Relief. Gratitude. A strange sense of rediscovery.

I hadn’t realized how much mental energy I was spending compensating for poor vision — squinting, slowing down, avoiding certain conditions, pushing through discomfort.

When clarity returned, so did ease.

And joy.


Seeing More Than Just Better Vision

Cataract surgery didn’t just sharpen my eyesight. It reminded me of something deeper:

Our bodies change.
Challenges show up uninvited.
But solutions exist — and they’re worth pursuing.

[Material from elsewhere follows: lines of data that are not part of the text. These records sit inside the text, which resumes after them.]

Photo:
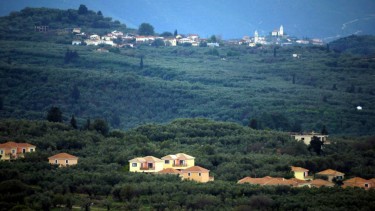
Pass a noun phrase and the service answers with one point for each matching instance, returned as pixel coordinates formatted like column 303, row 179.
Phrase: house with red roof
column 300, row 173
column 170, row 171
column 178, row 161
column 359, row 182
column 12, row 150
column 63, row 159
column 197, row 173
column 332, row 174
column 148, row 164
column 321, row 183
column 274, row 181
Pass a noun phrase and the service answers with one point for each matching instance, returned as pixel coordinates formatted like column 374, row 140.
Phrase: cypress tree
column 73, row 122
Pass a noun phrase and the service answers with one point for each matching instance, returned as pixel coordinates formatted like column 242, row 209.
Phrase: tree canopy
column 146, row 29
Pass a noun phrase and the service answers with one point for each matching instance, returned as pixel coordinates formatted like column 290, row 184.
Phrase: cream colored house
column 12, row 150
column 170, row 41
column 332, row 174
column 197, row 173
column 63, row 159
column 148, row 164
column 306, row 138
column 178, row 161
column 300, row 173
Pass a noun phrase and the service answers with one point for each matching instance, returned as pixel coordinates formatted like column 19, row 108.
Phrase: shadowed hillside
column 237, row 84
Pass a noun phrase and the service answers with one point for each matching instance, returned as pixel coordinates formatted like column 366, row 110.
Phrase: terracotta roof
column 259, row 181
column 294, row 168
column 320, row 183
column 280, row 181
column 267, row 180
column 196, row 169
column 331, row 172
column 356, row 180
column 150, row 159
column 169, row 171
column 179, row 156
column 11, row 144
column 63, row 156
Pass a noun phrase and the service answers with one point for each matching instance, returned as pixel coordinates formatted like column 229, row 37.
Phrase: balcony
column 180, row 165
column 147, row 168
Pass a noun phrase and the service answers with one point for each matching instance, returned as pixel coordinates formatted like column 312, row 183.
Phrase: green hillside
column 101, row 179
column 230, row 83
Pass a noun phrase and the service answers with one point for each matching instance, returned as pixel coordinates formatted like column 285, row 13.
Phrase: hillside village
column 183, row 165
column 213, row 132
column 120, row 39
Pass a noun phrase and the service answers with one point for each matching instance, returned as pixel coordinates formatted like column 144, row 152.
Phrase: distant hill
column 241, row 84
column 361, row 45
column 22, row 25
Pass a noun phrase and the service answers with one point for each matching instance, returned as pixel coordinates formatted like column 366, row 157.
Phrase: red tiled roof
column 63, row 156
column 294, row 168
column 169, row 171
column 179, row 156
column 358, row 182
column 331, row 172
column 267, row 180
column 320, row 183
column 196, row 169
column 150, row 159
column 355, row 180
column 11, row 144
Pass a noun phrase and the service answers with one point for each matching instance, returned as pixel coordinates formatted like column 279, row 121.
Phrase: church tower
column 256, row 37
column 281, row 31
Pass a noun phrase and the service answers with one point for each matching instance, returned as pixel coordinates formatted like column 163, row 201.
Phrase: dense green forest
column 231, row 107
column 231, row 83
column 231, row 151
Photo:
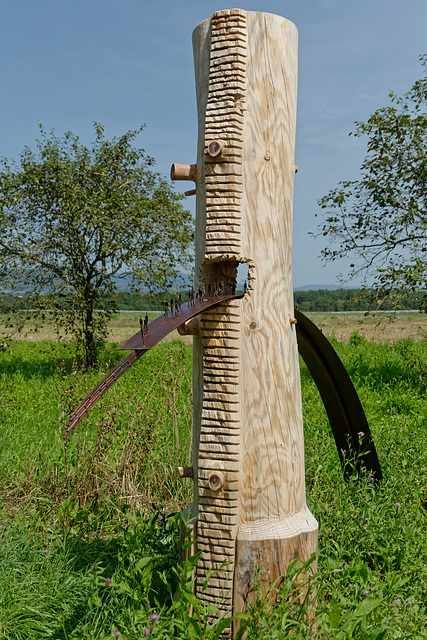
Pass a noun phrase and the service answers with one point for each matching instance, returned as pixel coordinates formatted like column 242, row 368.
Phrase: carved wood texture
column 247, row 398
column 225, row 122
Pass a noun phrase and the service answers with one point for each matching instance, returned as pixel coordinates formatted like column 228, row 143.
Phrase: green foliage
column 346, row 300
column 381, row 219
column 75, row 220
column 86, row 561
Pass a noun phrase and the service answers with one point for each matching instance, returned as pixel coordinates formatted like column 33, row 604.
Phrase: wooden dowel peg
column 216, row 480
column 186, row 472
column 183, row 172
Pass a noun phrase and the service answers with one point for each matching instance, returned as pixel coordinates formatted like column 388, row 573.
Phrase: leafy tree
column 381, row 219
column 77, row 220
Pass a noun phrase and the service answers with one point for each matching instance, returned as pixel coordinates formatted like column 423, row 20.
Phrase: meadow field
column 89, row 526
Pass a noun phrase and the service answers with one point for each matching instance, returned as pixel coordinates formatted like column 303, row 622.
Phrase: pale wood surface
column 247, row 397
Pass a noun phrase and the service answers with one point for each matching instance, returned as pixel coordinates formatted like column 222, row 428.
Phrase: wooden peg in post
column 248, row 446
column 186, row 472
column 215, row 148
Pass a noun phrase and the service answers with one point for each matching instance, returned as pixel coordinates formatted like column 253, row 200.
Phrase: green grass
column 89, row 531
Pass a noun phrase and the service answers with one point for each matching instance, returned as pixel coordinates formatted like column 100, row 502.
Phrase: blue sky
column 67, row 63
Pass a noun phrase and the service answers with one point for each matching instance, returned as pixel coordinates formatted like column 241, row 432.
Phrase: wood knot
column 215, row 148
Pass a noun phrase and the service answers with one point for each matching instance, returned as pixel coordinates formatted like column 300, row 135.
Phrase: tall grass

As the Fed Diabetic Runner, my journey has never been about perfection. It’s about adaptation, resilience, and continuing to chase miles, mountains, and meaning even when the path shifts.

This was just another detour. Not the end of the road.


If You’re Facing Cataract Surgery Too

You’re not weak for being nervous.
You’re not alone.
And you’re not giving up — you’re choosing to see your life clearly again.

If your world has started to look foggy, dim, or uncertain, talk to an eye specialist. Ask the questions. Advocate for yourself.

Clear vision isn’t a luxury.

It’s freedom.


Final Thoughts

The first time I stood outside after surgery and really looked — at the sky, the landscape, the tiny details I’d forgotten — I felt something simple and powerful:

Thankful.

Thankful to see the road ahead.
Thankful to keep moving forward.
Thankful that even when diabetes complicates things, it doesn’t get to take everything.

And most of all, thankful that the world — and the miles waiting in it — are still there in full color.